A lot of people say that digitisation will become even more dominant and I’m really hesitant about this. I think it will probably be the other way round. The most interesting thing for me is that people, particularly young people, really miss physical closeness. I see it with my students at university. They insist on meeting in person. The pandemic has raised and sharpened awareness that although we can establish closeness through digital media it is not fully equivalent, something is missing. We need physical proximity.
Our inability to travel had a noted positive effect on the environment. Do you think this will force governments, and the public at large, to act on climate change?
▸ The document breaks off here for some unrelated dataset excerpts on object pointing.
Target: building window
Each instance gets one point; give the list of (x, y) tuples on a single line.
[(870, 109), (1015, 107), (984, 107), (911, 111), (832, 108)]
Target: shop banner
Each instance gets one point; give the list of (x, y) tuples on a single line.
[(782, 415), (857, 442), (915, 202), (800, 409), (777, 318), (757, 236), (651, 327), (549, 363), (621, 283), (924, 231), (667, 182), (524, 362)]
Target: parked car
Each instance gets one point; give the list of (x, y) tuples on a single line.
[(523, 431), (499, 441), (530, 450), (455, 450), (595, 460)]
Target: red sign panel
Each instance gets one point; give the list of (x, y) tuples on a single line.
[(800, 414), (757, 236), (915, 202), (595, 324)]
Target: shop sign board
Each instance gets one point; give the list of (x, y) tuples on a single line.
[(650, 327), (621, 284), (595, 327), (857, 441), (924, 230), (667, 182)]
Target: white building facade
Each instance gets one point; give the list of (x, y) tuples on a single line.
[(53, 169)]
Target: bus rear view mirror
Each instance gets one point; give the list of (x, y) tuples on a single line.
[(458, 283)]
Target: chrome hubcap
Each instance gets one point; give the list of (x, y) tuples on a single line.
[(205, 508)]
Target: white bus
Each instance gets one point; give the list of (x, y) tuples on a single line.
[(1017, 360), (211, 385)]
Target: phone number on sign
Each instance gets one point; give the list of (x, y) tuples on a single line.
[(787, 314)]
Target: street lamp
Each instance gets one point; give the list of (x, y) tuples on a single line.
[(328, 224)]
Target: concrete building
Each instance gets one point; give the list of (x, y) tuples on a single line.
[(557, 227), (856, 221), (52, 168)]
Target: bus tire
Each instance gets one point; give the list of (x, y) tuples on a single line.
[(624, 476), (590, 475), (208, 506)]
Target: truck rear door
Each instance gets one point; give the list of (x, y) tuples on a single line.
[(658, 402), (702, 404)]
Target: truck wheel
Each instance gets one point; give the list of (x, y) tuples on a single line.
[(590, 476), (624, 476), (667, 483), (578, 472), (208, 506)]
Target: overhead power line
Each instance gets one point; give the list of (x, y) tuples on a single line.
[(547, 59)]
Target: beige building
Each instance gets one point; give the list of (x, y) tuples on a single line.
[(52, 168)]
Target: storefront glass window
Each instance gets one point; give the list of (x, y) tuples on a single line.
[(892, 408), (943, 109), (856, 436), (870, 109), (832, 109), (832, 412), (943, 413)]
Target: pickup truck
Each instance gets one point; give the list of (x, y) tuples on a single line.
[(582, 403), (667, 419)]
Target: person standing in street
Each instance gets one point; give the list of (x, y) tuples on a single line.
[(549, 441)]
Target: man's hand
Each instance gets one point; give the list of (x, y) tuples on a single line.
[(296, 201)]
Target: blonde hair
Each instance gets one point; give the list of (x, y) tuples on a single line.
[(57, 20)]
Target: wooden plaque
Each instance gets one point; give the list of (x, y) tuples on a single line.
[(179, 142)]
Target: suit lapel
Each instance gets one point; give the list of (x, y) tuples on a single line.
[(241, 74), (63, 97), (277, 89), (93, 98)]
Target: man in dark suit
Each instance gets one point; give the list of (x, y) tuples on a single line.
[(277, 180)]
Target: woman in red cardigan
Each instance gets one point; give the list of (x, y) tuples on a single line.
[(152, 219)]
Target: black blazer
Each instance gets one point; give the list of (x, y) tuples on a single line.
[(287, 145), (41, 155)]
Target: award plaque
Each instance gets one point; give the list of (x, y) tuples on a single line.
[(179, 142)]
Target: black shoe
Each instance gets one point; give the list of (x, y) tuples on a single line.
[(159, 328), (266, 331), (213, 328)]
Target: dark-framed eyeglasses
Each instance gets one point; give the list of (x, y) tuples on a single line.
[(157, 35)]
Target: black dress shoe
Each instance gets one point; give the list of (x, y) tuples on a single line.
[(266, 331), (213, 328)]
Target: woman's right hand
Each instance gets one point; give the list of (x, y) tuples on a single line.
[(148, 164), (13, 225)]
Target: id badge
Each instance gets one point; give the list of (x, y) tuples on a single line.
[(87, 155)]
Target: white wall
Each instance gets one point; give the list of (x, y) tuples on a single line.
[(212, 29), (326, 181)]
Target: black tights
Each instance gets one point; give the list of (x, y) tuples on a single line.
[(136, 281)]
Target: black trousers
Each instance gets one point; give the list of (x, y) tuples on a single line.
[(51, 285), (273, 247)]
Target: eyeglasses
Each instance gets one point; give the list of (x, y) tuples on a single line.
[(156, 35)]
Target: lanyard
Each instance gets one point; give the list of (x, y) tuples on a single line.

When a society is in crisis, as ours is, the dominant trend is to try to get back to the old normal. But I think it is very important to be aware that the old normal wasn’t such a happy state – not psychologically, politically or environmentally. When environmental problems return to the social and political agenda, I hope we will not have the feeling that there is nothing we can do about it. We have experienced that if we really want to, we are capable of acting together in a concentrated manner and I hope this will empower us to do something about climate change, and socio-economic problems, in the future.
As you have pointed out our economic system is reliant on yearly acceleration. This was stopped in its tracks this year. Is it possible to contemplate an alternative way forward or will we be forced, out of necessity, to return to the old ways?
This is the core question we have to deal with right now. Of course, most people want to go back to the old normal, it is not really surprising, it’s the way human beings operate, but this old normal was almost catastrophic. As a society we have to remember that we have the capacity to start a new chapter. I would almost say that the longer the crisis lasts and the worse it gets the better the chances are that we change track. Economic problems that were bad before have skyrocketed so maybe we go for a global debt cut. That would solve a number of problems as debts are one of the drives for the permanent need for growth. And then of course it would be good for the environment. Maybe if the crisis gets bad enough that we cannot go back to the old routine then we might invent something better.
Have your thoughts on what constitutes a good life changed over the past year?
What has changed a bit is my thinking on what causes alienation and what causes resonance. One should not be too quick to think that the older, maybe rural, form of life is more resonant and the highly condensed, global way of life is alienated. Living a highly intense life can also be a source of resonance. What I have started to think about anew is social energy. I believe the vital energy for life comes from social interaction and even from physical touch. Maybe we do need the closeness of others to really feel empowered and powerful. I think we have to do more to understand the sources of positive energy. Energy is not a concept that is generally used in sociology – it is esoteric or just psychological – but I believe energy is also a social thing, it comes out of interaction. I would like to know more about this, and I think this is affecting the way I think about the good life.
An annual meeting devoted to the free movement of ideas and knowledge, the Night of Ideas is coordinated by the Institut français.
Hartmut Rosa was the guest oh honor of the 2021 Nuit des idées, devoted to the theme “Closer”.